Catch me if you can: signal localization with knockoff e-values

  • 0Department of Statistics, Stanford University, 390 Jane Stanford Way, Stanford, CA 94305-4020  USA.
Journal of the Royal Statistical Society. Series B, Statistical Methodology +

|

|

Summary

This summary is machine-generated.

This study introduces a new method for precise hypothesis testing with false discovery rate (FDR) control, especially useful in genomics.

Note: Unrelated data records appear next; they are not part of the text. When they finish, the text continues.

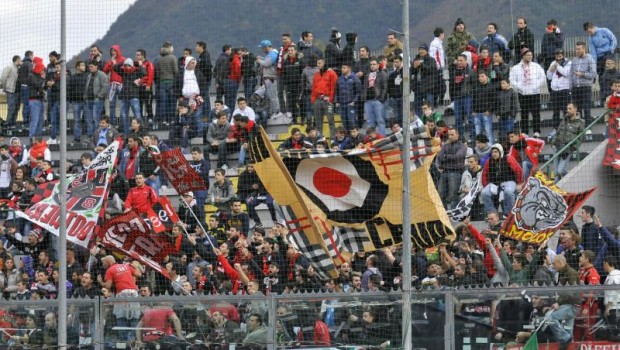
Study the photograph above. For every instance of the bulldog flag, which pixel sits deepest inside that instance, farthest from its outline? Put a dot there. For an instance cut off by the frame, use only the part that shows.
(130, 235)
(86, 195)
(540, 210)
(162, 215)
(178, 171)
(336, 203)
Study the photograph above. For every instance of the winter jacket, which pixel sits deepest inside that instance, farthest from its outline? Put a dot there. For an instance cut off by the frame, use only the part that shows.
(522, 39)
(461, 81)
(456, 43)
(221, 71)
(348, 89)
(379, 90)
(324, 84)
(166, 68)
(528, 146)
(100, 85)
(484, 98)
(109, 66)
(129, 75)
(424, 78)
(507, 103)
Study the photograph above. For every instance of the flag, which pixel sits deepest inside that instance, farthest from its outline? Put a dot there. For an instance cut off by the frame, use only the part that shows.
(336, 203)
(541, 208)
(462, 209)
(86, 196)
(612, 152)
(162, 215)
(532, 343)
(130, 235)
(179, 172)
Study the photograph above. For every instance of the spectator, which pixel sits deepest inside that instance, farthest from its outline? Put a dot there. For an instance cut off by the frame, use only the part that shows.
(583, 75)
(501, 172)
(451, 161)
(570, 127)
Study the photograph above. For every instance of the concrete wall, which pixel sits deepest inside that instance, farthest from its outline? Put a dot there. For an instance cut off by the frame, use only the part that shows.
(591, 173)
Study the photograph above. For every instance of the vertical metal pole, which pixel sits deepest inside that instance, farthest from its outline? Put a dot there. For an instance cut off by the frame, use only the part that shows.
(62, 237)
(406, 287)
(271, 327)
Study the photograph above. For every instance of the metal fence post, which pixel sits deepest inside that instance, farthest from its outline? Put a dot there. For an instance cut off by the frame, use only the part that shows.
(449, 331)
(271, 326)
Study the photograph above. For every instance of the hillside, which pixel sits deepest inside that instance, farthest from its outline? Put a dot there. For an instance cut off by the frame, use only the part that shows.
(148, 23)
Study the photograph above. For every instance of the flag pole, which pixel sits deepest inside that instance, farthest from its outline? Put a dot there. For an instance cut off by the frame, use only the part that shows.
(62, 229)
(198, 221)
(406, 280)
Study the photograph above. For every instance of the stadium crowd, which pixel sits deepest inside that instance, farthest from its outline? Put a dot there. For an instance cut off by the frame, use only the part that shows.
(231, 252)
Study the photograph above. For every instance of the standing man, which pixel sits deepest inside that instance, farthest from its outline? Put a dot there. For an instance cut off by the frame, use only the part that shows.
(121, 277)
(496, 42)
(451, 160)
(94, 96)
(267, 63)
(522, 39)
(348, 91)
(205, 66)
(583, 74)
(602, 43)
(423, 78)
(559, 74)
(528, 77)
(8, 82)
(374, 94)
(436, 52)
(501, 172)
(146, 86)
(322, 97)
(140, 198)
(22, 81)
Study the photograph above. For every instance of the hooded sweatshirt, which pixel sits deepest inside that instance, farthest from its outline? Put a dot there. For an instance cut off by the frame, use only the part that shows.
(109, 66)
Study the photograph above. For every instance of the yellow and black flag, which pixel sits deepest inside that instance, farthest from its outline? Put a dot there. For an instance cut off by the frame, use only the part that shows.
(338, 203)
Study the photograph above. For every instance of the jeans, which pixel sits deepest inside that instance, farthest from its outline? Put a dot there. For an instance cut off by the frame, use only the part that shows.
(449, 184)
(271, 91)
(374, 114)
(13, 102)
(482, 120)
(91, 114)
(78, 115)
(54, 115)
(419, 99)
(254, 201)
(167, 100)
(321, 108)
(230, 88)
(36, 118)
(582, 97)
(509, 188)
(249, 85)
(25, 93)
(559, 101)
(566, 313)
(134, 104)
(397, 106)
(462, 110)
(154, 183)
(348, 116)
(560, 164)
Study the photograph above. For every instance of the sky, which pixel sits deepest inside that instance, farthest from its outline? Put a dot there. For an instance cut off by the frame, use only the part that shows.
(35, 25)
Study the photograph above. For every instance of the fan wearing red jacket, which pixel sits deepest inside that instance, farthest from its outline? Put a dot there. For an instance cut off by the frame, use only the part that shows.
(525, 150)
(500, 172)
(140, 198)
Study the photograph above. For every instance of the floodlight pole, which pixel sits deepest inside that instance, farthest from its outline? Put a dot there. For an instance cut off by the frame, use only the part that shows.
(62, 230)
(406, 278)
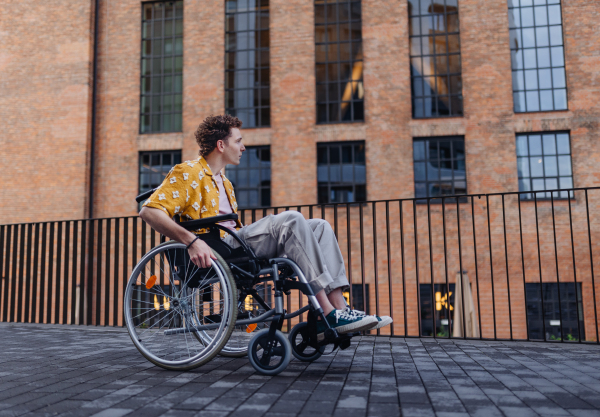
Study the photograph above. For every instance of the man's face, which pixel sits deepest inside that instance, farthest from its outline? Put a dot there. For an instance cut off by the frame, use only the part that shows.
(234, 147)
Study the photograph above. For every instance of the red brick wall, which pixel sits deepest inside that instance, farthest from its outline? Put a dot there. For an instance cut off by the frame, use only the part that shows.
(45, 102)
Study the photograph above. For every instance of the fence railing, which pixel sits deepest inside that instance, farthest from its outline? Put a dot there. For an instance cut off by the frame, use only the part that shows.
(526, 260)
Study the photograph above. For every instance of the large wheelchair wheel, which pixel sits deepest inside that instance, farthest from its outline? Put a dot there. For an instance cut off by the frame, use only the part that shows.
(248, 307)
(178, 315)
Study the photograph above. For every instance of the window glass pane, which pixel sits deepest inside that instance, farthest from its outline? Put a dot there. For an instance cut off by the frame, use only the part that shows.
(247, 65)
(538, 29)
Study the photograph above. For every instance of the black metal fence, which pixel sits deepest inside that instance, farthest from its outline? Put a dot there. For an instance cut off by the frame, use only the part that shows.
(526, 260)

It enables adaptive discovery across multiple resolutions, ensuring reliable findings in complex data analyses.

Area Of Science

  • Statistical genetics
  • Bioinformatics
  • Computational biology

Background

  • Testing numerous, often redundant, hypotheses is common in scientific research, particularly in genome-wide association studies (GWAS).
  • Researchers aim to identify precise rejections while controlling the false discovery rate (FDR), especially when analyzing data at multiple resolutions.
  • Existing methods struggle to provide FDR control for adaptive searches across varying resolution levels.

Purpose Of The Study

  • To develop a multiple comparison procedure that allows for adaptive selection of hypothesis testing resolution while maintaining FDR control.
  • To adapt existing methods, leveraging e-values and linear programming, for problems involving individual and group hypotheses.
  • To address the challenge of assuring FDR control in adaptive searches where signal strength varies.

Main Methods

  • Utilized e-values and linear programming to design a novel multiple comparison procedure.
  • Adapted the approach for scenarios where knockoffs and group knockoffs are applicable for testing conditional independence.
  • Applied the developed method to analyze real-world data from the UK Biobank.

Main Results

  • The proposed method successfully enables adaptive choice of resolution for hypothesis testing.
  • Demonstrated the efficacy of the procedure in controlling false discoveries across different analysis resolutions.
  • The approach proved effective when applied to complex genetic association data.

Conclusions

  • The developed procedure offers a robust solution for FDR-controlled hypothesis testing in adaptive search scenarios.
  • This method enhances the ability to report precise discoveries in fields like genomics where signal resolution varies.
  • The findings pave the way for more reliable and interpretable results in large-scale biological data analysis.